Standort der Zentrale des fusionierten Konzerns soll München sein. Stimmen die Gremien der Trägervereine und die Kartellbehörden zu, soll die Fusion noch in diesem Jahr vollzogen werden. Der Fusionszeitplan sieht vor, dass bis Mai 2008 eine detaillierte Buchprüfung (Due Diligence) vorgenommen wird und das Prüfungsverfahren bei den zuständigen Kartellbehörden eingeleitet wird. Erst dann können die zuständigen Gremien dem Vorhaben zustimmen. Nach den Verwaltungsräten und Mitgliederversammlungen der Vereine sollen die Hauptversammlungen der Aktiengesellschaften bis Ende Juni den Zusammenschluss durchwinken. Wenn die Kartellbehörden der Fusion zustimmen, kann dann die Fusion der Vereine erfolgen.
TÜV Süd und TÜV Rheinland wären zusammen der zweitgrößte Prüfkonzern der Welt hinter der börsennotierten schweizerischen SGS. Die französische Bureau Veritas und den deutschen Marktführer Dekra (1,4 Mrd. Euro Umsatz) würden sie überholen. Die um die regionalen Technischen Überwachungsvereine (TÜV) herum entstandenen Dienstleister sind unter Zugzwang, weil der Markt der Prüfung und Zertifizierung von Industrieanlagen in diesem Jahr liberalisiert wurde. Eine Fusion von TÜV Süd und TÜV Nord war im vergangenen Jahr gescheitert.
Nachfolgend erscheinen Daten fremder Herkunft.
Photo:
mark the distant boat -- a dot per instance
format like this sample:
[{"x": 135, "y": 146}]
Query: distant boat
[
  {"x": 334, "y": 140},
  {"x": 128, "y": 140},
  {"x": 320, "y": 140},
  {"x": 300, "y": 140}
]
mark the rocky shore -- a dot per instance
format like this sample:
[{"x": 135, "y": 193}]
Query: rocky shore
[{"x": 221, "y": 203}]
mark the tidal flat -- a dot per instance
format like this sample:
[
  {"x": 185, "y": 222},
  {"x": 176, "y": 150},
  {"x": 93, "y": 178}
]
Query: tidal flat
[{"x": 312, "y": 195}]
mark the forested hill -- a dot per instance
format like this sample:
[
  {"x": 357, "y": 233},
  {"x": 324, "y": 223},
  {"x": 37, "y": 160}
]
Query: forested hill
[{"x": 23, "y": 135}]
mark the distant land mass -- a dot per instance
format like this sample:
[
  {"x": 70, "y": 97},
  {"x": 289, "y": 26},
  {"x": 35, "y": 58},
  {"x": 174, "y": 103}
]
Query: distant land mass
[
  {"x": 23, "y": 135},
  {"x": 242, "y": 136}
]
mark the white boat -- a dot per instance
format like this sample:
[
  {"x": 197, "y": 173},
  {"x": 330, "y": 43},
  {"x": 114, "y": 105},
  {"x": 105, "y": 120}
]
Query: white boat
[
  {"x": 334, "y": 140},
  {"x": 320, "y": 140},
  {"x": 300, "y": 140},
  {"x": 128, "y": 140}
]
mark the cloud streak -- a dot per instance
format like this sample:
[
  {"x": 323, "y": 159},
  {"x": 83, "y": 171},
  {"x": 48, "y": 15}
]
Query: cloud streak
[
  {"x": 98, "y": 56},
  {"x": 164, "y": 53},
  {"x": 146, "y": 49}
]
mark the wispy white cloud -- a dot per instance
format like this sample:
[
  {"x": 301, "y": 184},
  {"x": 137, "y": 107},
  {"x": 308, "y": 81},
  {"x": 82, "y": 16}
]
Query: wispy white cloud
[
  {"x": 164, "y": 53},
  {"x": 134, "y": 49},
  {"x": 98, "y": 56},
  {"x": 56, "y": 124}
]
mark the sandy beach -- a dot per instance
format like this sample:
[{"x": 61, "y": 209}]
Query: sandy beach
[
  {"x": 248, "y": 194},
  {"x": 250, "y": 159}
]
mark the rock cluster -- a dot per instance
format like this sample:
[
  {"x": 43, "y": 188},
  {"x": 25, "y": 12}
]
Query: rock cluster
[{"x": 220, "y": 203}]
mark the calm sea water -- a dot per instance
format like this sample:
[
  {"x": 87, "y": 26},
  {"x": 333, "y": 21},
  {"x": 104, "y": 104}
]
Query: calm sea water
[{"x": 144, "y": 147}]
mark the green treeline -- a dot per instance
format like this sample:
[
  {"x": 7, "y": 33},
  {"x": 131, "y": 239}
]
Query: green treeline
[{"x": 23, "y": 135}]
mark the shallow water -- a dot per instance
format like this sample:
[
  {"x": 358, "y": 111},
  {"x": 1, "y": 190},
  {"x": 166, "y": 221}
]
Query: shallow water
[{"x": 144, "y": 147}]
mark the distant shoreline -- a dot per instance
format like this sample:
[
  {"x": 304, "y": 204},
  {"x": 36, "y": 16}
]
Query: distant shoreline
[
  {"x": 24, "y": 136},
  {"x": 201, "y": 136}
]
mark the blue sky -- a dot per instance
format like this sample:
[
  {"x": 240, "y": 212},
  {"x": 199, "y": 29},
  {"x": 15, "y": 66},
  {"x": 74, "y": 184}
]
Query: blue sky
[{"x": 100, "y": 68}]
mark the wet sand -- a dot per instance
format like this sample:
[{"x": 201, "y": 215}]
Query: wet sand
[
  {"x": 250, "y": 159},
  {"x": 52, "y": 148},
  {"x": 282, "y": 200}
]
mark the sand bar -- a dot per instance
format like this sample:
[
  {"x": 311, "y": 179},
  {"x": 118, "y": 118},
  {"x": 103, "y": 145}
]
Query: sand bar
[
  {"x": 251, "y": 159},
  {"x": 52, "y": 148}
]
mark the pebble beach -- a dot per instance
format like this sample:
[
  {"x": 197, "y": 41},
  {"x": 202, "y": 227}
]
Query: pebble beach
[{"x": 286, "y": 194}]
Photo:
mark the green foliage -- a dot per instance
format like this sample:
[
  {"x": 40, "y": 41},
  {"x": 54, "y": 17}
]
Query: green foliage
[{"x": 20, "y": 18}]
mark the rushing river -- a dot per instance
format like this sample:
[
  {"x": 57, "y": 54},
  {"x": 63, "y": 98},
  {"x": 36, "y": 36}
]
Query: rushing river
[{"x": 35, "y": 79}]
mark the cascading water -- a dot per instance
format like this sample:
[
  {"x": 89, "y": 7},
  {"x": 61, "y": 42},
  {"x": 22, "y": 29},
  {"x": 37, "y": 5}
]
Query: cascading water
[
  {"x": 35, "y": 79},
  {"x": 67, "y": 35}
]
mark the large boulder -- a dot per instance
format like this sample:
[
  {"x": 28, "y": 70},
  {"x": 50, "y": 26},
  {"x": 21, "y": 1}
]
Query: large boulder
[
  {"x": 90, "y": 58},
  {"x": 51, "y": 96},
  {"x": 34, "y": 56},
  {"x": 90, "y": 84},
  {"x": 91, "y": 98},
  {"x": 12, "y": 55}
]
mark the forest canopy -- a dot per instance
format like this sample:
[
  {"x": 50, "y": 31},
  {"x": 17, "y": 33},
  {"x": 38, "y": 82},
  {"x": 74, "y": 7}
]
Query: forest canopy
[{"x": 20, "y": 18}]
Neben der Fusion der Vereine und der Konzerngesellschaften ist auch die Gründung einer gemeinsamen Stiftung mit Sitz in Köln geplant. Sie soll als unveräußerbarer, neutraler und unabhängiger Dritter Aktienanteile an dem neuen Konzern halten. Stiftungszweck soll insbesondere die Förderung des Ingenieursnachwuchses sein. "Als Arbeitgeber werden wir noch attraktiver für qualifizierte Fach- und Führungskräfte", sagte Braun.
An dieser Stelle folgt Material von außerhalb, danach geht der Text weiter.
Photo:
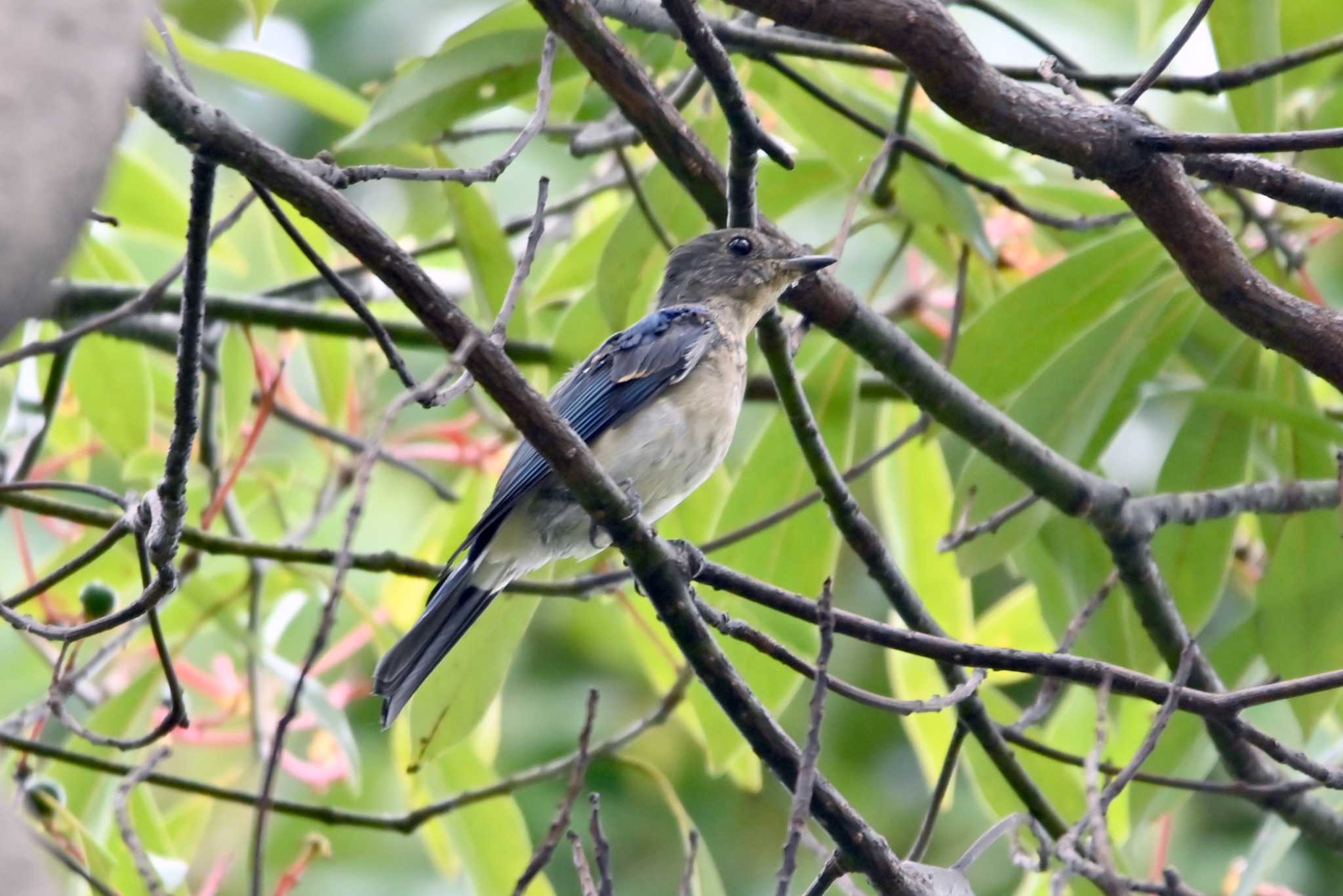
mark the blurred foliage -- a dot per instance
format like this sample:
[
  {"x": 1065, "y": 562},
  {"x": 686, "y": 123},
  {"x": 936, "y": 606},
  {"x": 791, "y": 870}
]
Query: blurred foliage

Im Kampf um Marktanteile im Ausland wollen die bisherigen Konkurrenten aus Süd und West künftig ihre Kräfte bündeln. "Bei dieser Fusion geht es um internationales Wachstum", sagte Stepken am Mittwoch bei der Präsentation des Vorhabens. "Mit dem Zusammenschluss gewinnen wir deutlich an internationaler Schlagkraft und Reichweite", fügte Braun hinzu. Sein TÜV Rheinland, der schon seit fast 30 Jahren außerhalb Deutschlands tätig ist, liegt bei den Auslandsaktivitäten vorn. 40 Prozent seines Umsatzes erwirtschaftet das Unternehmen bereits im Ausland, beim TÜV Süd sind es gut 25 Prozent. "Mit gebündelter Kraft wird es gelingen, internationale Wachstumsmärkte schneller auf- und auszubauen", sagte Stepken.